A designação de direita e esquerda dada a um e outro antagonista político-social
foi mera casualidade topológica. Esquerda é um termo político muito inadequado,
embora consagrado em várias línguas, tanto quanto direita. Marx e Engels não
usaram a distinção, pois se referiam direta e cientificamente às classes
sociais em luta ou a movimento, com qualificação ou sem ela. Lênin só utilizou
as palavras esquerda e esquerdismo de maneira irônica.
Assim, os vocábulos
esquerda, centro e direita dissimulam e confundem, porque não refletem
claramente a base real de classes e subclasses sociais em que se articula a
disputa política, assim como dão margem a entendimentos equivocados devido à
sua polissemia. Coisa direita, comportamento direito, é certo, correto, justo,
elogiável etc. Conduta esquerda é conduta estranha, canhestra, duvidosa etc.
Ademais, os crentes
acham piamente que o diabo existe e é canhoto e tem a cor das esquerdas, o
vermelho... Isto tem fundamento numa antiqüíssima superstição arraigada nas
línguas indo-europeias. A distinção entre esquerda e direita dá margem às
tentativas frustrantes e enganosas de taxonomia política de quem ou do que pode
ser considerado de direita ou de esquerda. Substitui a análise do caso
concreto.
Isso nos leva a
outro exemplo: sinistro, que antes nada significava além de canhoto, isto é,
quem usa preferencialmente a mão esquerda, mas passou a ser quem pressagia
acontecimentos infaustos; agourento, funesto, que é pernicioso; mau. Sinistro
era simplesmente o contrário de destro... Mas a crença popular dizia que ser
canhoto era ter parte com o Diabo.
Muitas outras
palavras ganharam novas conotações além da original por mero uso político, além
das já mencionadas: analfabeto, burro, discriminação, preconceito, paranoia,
ambiente, sustentável, feminismo, corrupção e tantas outras.
Um dos mais
recentes exemplos do uso político da palavra é o vocábulo homofobia e seus
derivados. O termo é um neologismo criado pelo psicólogo norte-americano George
Weinberg, em 1971, na verdade um acrônimo resultante da união da palavra grega
phobos (fobia), com o prefixo homo (igual, semelhante), como remissão à palavra
homossexual.
Phobos é medo em
geral. Fobia é o medo irracional (instintivo) de algo. Porém, fobia neste termo
é empregado não só como medo geral (irracional ou não), mas também como aversão
ou repulsa em geral, qualquer que seja o motivo. Como qualquer outra fobia, é patológica.
É doença.
A palavra e seu uso político |
Etimologicamente, o
termo mais aceitável para a ideia expressa seria homofilofóbico, que é medo de
quem gosta do igual. Mas quem iria usar essa palavra tao escalafobética?

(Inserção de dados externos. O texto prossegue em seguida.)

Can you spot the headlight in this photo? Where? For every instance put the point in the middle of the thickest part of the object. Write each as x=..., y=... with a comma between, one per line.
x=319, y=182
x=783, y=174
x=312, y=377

Imagine o apresentador de um telejornal tendo que ler em voz alta
homofilofóbico e depois ter de explicar seu significado ao distinto público
telespectador.
Assim, ficou
homofobia mesmo, que é largamente usada pelos gays do mundo inteiro para marcar
quem não aprecia o homossexualismo e os homossexuais, com ou sem razão, como se
isso fosse crime —como criminalizar uma doença? O jogo político se tornou tão
cruento, que hoje é difícil alguém falar abertamente contra o homossexualismo. Se
o fizer, logo será taxado de homofóbico e execrado em praça pública.
Boa parte da culpa
por esse uso é dos jornalistas, o que é um pecado mortal, pois como diz Alberto
Dines, “jornalistas não podem oferecer os seus leitores conceitos enganosos.
Jornalistas não deveriam sequestrar o sentido das palavras”. Vão acabar
provocando logofobia nas pessoas —e aí estarão mortos como profissão.
Luca Maribondo
Bali, Indonésia, 9 de abril de 2013
2 comentários:
Comentário da jornalista Patrícia Daikini Morená, postado no Facebook: "'O jogo político se tornou tão cruento, que hoje é difícil alguém falar abertamente contra o homossexualismo. Se o fizer, logo será taxado de homofóbico e execrado em praça pública.'
Nao concordo com vc. Jean Wyllys fala abertamente sobre homossexualidade e nao é homofobico. Ja o Clodovil era homossexual E homofobico... pro cê vê como sao as coisas..."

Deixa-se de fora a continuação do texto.